Tragically, the amount of media time this is consuming is ridiculous. There had been an occasional death before this condition was well-recognised but now people being detected early, treated and coming to no harm.
To put this in perspective, the real harm is from developing COVID-19. To repeat the often-stated statistics, 20% of people who develop COVID-19 will develop the more severe form of the condition which may lead to serious lung problems often requiring a ventilator and 30% of these people with severe COVID will develop severe clotting abnormalities. Between 1-3 out of these 20 will possibly die especially if they are older or have serious comorbid conditions.
Recent reports have also suggested that a third of the patients who developed the more severe version of COVID-19 will develop long COVID characterised by fatigue, shortness of breath and cognitive problems. One study from Oxford University published in Lancet Psychiatry demonstrated that one third of COVID-19 survivors were diagnosed with significant neurologic or mental health disorders within 6 months of recovering from the acute condition.
Another study recently published in the journal “Nature” from the Washington School of Medicine in St Louis showed that even with mild cases of COVID, within 6 months of recovering, the risk of death from other conditions increased by 60%. Another study published in the World Journal of Men’s Health examined the potential for COVID to be associated with erectile dysfunction & infertility.
Back to the vaccinations, a recent study showed that in people over the age of 50, the AstraZeneca vaccine induces a better T-cell response (important for long-term memory and immunity) than the mRNA vaccines such as Pfizer or Moderna.
A prior history of clotting for other reasons does not increase your risk of clotting with the AstraZeneca vaccine as this is a very rare, specific antibody condition that has nothing to do with a prior clotting history. The only exception is if a person has experienced heparin induced thrombocytopenia syndrome which is very similar to the AstraZeneca induced thrombocytopenia syndrome.

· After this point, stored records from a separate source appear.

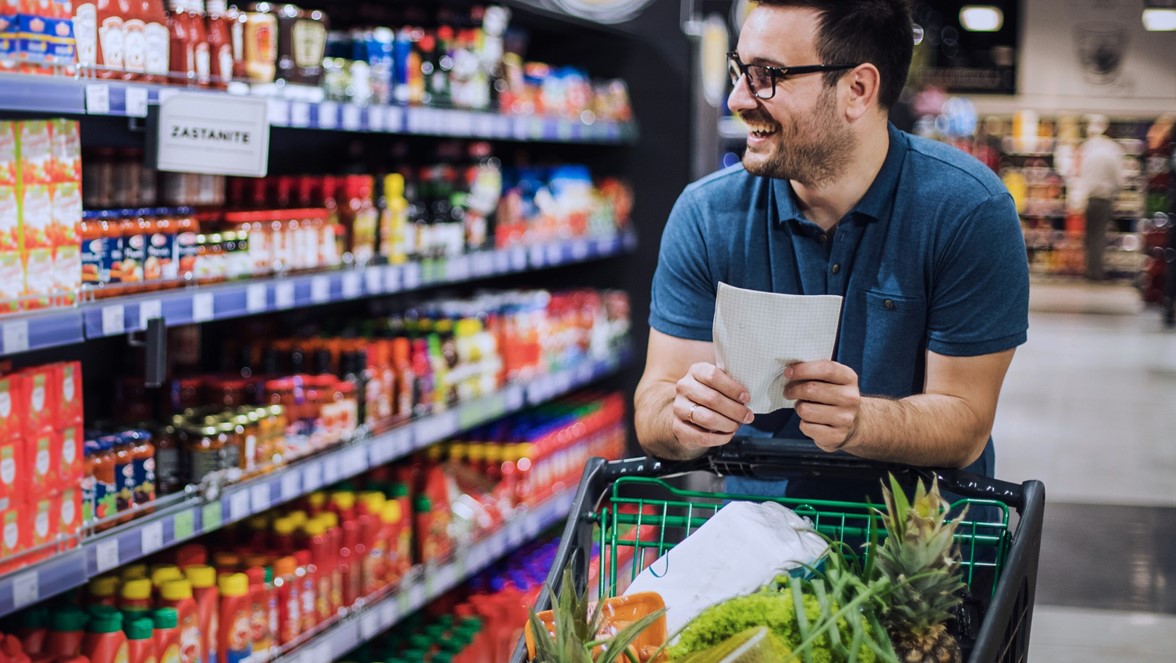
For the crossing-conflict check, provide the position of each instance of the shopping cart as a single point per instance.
(627, 509)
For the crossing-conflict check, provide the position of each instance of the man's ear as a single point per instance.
(861, 86)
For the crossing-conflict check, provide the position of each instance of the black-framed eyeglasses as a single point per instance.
(762, 79)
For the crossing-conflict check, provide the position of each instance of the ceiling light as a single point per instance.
(1156, 19)
(981, 18)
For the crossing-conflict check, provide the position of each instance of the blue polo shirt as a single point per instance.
(930, 259)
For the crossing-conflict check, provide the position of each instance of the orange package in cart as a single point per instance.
(12, 406)
(12, 268)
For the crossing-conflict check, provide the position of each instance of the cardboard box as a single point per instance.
(44, 455)
(68, 376)
(13, 468)
(12, 406)
(41, 400)
(72, 469)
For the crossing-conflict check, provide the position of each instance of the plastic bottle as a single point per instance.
(105, 640)
(32, 629)
(67, 628)
(178, 594)
(207, 597)
(140, 641)
(234, 638)
(167, 635)
(135, 596)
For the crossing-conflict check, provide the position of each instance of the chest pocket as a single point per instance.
(895, 342)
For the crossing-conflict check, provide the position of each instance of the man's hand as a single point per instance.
(709, 406)
(828, 401)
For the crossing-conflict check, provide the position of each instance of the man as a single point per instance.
(1101, 176)
(921, 240)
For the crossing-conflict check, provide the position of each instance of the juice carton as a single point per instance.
(69, 380)
(69, 515)
(71, 468)
(13, 468)
(8, 149)
(41, 400)
(12, 270)
(45, 513)
(66, 147)
(42, 451)
(34, 152)
(12, 406)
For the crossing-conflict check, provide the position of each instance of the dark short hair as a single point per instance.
(856, 32)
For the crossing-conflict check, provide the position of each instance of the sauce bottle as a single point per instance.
(105, 640)
(262, 613)
(306, 580)
(234, 637)
(66, 631)
(140, 641)
(207, 597)
(220, 42)
(32, 629)
(167, 635)
(286, 586)
(178, 594)
(137, 596)
(104, 590)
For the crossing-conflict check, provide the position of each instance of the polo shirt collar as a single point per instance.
(879, 199)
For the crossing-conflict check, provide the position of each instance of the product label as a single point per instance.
(155, 35)
(111, 37)
(309, 40)
(86, 34)
(160, 253)
(144, 477)
(37, 213)
(134, 46)
(9, 220)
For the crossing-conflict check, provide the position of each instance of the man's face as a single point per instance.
(800, 133)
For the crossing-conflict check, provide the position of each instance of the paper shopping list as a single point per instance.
(756, 335)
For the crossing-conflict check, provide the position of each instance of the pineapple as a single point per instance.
(921, 562)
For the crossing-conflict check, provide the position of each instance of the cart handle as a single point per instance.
(769, 457)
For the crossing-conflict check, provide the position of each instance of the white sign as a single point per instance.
(213, 134)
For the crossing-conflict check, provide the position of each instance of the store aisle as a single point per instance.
(1089, 407)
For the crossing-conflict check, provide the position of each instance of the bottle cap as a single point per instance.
(138, 589)
(176, 590)
(234, 584)
(166, 617)
(201, 576)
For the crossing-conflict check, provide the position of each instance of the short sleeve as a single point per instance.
(682, 302)
(980, 301)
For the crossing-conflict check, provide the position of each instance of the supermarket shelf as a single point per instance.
(120, 315)
(195, 516)
(366, 622)
(94, 96)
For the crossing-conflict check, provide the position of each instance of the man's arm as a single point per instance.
(947, 426)
(685, 404)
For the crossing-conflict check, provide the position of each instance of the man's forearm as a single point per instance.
(654, 422)
(924, 429)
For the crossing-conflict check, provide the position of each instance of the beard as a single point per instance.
(815, 152)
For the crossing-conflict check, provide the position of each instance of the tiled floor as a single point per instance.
(1089, 407)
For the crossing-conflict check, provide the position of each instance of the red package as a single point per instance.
(44, 517)
(69, 389)
(13, 468)
(69, 515)
(11, 406)
(41, 400)
(71, 469)
(42, 454)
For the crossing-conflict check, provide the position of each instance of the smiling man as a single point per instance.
(921, 240)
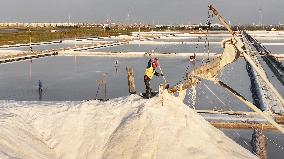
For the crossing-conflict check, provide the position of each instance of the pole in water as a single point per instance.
(40, 89)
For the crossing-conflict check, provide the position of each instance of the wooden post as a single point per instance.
(259, 145)
(131, 80)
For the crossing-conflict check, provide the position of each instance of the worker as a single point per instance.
(39, 87)
(149, 73)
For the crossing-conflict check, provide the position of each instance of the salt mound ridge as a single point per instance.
(122, 128)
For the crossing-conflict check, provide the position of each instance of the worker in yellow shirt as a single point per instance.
(149, 73)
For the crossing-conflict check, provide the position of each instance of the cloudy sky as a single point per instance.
(145, 11)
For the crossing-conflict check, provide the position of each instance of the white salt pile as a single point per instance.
(122, 128)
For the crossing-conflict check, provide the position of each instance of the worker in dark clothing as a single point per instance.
(149, 73)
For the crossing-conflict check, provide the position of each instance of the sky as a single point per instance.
(144, 11)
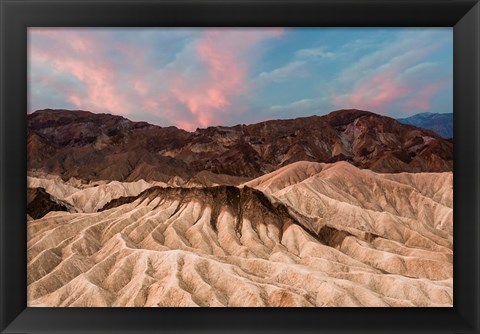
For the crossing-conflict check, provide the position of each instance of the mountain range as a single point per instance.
(442, 124)
(90, 146)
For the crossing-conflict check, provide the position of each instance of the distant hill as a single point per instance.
(90, 146)
(442, 124)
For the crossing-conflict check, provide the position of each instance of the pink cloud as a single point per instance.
(199, 90)
(225, 54)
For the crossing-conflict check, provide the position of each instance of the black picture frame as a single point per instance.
(17, 16)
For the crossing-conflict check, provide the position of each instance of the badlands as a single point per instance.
(306, 234)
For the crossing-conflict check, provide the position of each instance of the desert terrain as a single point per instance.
(347, 209)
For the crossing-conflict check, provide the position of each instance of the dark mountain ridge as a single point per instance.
(442, 124)
(92, 146)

Heparin is a commonly used blood thinner given intravenously or subcutaneously in hospital to prevent clotting but paradoxically, around 1-3% of people who are given heparin develop this condition i.e. much more common than the AstraZeneca induced version.
Again, if you are on blood thinners, there is absolutely no reason why you should not receive the AstraZeneca vaccine if you over the age of 50. It is my opinion that the advice of the government for people below the age of 50 to receive the Pfizer vaccine is overcautious but still a reasonable suggestion as it appears that the rare AstraZeneca clotting reaction is more common in people below the age of 50.
My wife and I both had the AstraZeneca Covid vaccine last Saturday and fortunately had absolutely no reaction to this such as the typical fever, fatigue or a headache. I look forward to my second vaccination in 3 months’ time and hopefully by that stage there will be some sense in the discussion of allowing those of us who are vaccinated to recommence some form of international travel over and above the welcome travel bubble between here and New Zealand.
I know I will never convince the anti-vaxxers but to those of you are vaccine hesitant, I make a plea to trust the science. I have read extensively all of the literature on COVID-19 and the subsequent vaccinations around this condition and am convinced the only way we can stop this terrible pandemic that is still devastating many countries, is for as many people as possible around the globe to be vaccinated.